Com esses dados, o país já contabiliza 63,4 mil trabalhadores flagrados em situação análoga à escravidão desde a criação dos grupos de fiscalização móvel, em 1995. A atividade que lidera o número de resgates ainda é o trabalho no campo, com destaque para o cultivo de café, que teve 300 pessoas libertadas, e o plantio de cana-de-açúcar, com 258 pessoas resgatadas. No que diz respeito à distribuição geográfica, Goiás lidera com o maior número de resgatados (735), seguido por Minas Gerais (643), São Paulo (387) e Rio Grande do Sul (333).
Por trás desses números, existem histórias de abuso nos campos e nas cidades que evidenciam como o trabalho análogo à escravidão ainda é uma realidade recorrente no Brasil. Relatos de trabalhadores idosos resgatados revelam situações desumanas, como a proibição de comer e tomar café, além de privações de liberdade e abusos verbais.

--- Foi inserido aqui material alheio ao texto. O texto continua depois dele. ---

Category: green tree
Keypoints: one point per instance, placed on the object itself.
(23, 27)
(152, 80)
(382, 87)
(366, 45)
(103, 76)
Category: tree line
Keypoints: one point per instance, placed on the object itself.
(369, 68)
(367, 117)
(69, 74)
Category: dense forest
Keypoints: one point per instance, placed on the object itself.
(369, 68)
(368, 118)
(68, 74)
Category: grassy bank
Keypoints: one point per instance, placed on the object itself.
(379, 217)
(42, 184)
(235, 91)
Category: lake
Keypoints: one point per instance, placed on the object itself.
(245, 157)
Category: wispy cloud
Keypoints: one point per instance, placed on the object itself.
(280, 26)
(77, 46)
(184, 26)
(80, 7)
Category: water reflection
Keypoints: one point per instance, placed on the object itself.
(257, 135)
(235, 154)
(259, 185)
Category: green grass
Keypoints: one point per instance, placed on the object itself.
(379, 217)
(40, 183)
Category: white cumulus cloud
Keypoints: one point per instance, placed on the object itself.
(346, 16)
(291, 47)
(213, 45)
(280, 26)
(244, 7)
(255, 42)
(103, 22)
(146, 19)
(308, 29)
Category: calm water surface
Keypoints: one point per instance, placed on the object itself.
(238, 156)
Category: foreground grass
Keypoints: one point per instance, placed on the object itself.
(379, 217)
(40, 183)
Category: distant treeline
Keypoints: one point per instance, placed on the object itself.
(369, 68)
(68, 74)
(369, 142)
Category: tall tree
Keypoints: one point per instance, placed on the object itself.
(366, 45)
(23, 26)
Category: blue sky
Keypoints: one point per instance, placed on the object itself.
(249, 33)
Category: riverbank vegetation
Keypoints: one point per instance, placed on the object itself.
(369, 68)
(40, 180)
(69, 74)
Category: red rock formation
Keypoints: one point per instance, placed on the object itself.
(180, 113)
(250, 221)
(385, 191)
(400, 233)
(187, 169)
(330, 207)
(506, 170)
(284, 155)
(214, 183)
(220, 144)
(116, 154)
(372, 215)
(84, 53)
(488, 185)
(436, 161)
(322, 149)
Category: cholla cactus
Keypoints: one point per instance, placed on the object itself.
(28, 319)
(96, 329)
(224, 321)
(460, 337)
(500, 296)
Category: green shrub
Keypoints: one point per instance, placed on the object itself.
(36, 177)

Apesar do aumento no número de resgates, um dos principais desafios para combater o trabalho escravo é a falta de auditores fiscais. O Ministério do Trabalho e Emprego reconhece a escassez de pessoal, tendo menos de 2 mil auditores fiscais do trabalho ativos – o menor número desde a criação da carreira, em 1994. Apesar disso, o governo afirma que conseguiu aumentar o número de resgates em 2023, mesmo com uma equipe reduzida de fiscais.
Em suma, os dados alarmantes sobre o aumento de trabalhadores resgatados em condições análogas à escravidão alertam para a urgência de medidas para combater esse problema persistente no Brasil.